Now that I think of it, it might even make sense to reuse all the DeviceReduce infrastructure and only swap out/specialize the agent?
Hello @upsj! A few ideas on this:
- You could add
BlockLoadAlgorithmas a template parameter toAgentReducePolicy - I wouldn't advice to use
LoadDirectBlockedin this context. Current tuning has something like 20 items per thread. Loading 20 items by each thread with this stride wouldn't utilize the memory system efficiently. Instead, experimenting with actual block load facilities might be beneficial for this case. Partially specialized agent forBLOCK_LOAD_TRANSPOSEorBLOCK_LOAD_WARP_TRANSPOSEseems reasonable.
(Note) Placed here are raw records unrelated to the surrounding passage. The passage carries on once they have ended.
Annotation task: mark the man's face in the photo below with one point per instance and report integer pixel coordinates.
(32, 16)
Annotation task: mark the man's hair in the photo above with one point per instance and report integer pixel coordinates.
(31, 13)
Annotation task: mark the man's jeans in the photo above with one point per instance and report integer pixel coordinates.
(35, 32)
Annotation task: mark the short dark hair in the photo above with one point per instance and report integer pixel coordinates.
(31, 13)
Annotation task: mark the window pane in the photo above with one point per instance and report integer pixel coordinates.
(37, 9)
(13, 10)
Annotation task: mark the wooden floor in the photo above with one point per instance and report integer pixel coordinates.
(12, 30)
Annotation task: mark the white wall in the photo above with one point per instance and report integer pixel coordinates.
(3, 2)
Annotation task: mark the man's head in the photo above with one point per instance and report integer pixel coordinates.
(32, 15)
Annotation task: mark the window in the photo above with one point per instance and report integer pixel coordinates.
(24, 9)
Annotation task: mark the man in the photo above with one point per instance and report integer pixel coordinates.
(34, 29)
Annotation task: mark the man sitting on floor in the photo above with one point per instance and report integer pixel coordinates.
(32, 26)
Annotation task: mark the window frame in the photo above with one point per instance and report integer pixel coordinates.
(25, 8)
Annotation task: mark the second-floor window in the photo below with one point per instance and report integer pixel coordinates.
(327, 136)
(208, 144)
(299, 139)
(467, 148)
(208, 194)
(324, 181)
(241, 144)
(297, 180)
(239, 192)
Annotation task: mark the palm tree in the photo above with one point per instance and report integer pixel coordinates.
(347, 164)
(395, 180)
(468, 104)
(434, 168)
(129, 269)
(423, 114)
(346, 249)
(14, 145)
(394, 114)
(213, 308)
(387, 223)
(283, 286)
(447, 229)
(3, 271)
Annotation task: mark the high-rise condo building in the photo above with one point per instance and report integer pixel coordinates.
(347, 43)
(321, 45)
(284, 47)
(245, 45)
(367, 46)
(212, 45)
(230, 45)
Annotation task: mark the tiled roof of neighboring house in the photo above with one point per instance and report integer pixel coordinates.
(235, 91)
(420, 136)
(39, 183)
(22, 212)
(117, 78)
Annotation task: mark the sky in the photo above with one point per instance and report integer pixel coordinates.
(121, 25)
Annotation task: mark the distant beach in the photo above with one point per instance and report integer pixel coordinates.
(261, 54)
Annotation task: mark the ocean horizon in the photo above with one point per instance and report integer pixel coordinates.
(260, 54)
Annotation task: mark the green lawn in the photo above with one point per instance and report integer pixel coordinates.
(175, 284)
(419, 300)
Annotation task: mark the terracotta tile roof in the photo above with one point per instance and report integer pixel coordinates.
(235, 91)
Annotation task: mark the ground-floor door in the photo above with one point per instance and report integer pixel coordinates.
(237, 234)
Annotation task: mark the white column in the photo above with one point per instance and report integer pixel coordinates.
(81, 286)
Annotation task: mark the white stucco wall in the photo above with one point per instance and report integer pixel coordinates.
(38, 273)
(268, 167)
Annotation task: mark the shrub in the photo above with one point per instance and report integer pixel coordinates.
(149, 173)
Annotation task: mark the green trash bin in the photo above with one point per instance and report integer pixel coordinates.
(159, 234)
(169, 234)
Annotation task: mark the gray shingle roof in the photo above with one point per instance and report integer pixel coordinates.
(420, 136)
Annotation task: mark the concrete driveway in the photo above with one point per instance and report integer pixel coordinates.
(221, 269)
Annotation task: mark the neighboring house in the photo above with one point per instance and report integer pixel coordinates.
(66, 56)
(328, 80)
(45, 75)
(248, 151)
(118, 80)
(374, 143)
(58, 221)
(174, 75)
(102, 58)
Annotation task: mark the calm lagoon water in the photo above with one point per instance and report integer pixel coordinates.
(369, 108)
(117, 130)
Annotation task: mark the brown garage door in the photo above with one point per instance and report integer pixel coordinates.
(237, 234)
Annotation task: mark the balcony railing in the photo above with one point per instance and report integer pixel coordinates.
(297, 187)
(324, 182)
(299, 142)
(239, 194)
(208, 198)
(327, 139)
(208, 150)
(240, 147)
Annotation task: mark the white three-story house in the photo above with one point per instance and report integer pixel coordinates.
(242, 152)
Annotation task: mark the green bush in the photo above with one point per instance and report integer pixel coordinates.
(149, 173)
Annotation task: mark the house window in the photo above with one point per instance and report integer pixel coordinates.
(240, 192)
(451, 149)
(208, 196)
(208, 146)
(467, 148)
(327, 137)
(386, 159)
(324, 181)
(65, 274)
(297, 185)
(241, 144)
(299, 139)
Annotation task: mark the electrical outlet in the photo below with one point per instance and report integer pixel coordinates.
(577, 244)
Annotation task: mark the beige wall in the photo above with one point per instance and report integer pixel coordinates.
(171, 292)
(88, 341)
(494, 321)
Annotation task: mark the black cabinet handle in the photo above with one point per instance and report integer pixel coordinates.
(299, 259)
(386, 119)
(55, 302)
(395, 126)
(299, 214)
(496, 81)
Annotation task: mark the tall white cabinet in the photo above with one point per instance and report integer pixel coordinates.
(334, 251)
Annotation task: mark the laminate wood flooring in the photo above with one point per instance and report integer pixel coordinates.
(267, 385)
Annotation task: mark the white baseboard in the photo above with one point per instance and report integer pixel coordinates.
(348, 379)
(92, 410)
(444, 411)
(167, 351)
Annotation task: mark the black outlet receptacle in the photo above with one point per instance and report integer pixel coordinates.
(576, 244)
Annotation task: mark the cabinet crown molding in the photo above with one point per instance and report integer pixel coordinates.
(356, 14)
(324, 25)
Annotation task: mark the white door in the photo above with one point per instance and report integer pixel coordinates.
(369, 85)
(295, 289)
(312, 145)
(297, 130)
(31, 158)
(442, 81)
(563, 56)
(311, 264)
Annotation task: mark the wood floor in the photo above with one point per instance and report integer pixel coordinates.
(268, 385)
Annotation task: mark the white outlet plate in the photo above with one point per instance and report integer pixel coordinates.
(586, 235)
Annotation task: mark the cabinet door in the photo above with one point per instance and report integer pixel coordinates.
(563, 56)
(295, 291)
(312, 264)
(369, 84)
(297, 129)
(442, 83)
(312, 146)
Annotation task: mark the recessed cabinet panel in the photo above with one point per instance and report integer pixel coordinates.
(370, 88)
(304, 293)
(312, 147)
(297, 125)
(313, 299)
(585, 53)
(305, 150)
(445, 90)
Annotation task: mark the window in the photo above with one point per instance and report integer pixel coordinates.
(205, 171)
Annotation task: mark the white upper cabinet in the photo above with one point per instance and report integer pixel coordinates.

In any case, benchmarks are needed to check this statement. - New specialization might require different tuning
- I'm not sure about the name, you might consider spelling it as
ReduceNonCommutativeor even requiring this property as an argumentReduce(..., properties<NonCommutative>{}).
You can try to use the following benchmark as a starting point of your research.
Thanks for your input, I think that gave me everything I need for the first steps. On top of the BlockLoadAlgorithm, I need to add an init parameter to the agent, because for incomplete tiles, generically determining which loaded elements to include in the ThreadReduce seems difficult, passing init as the OOB element seems safer and simpler. Also, vectorization will probably need to happen in the BlockLoad, and the decision whether to vectorize needs to happen with the policy, not the agent. I think I'll first open a PR adding the BlockLoadAlgorithm parameter and then deal with the actual non-commutative algorithm.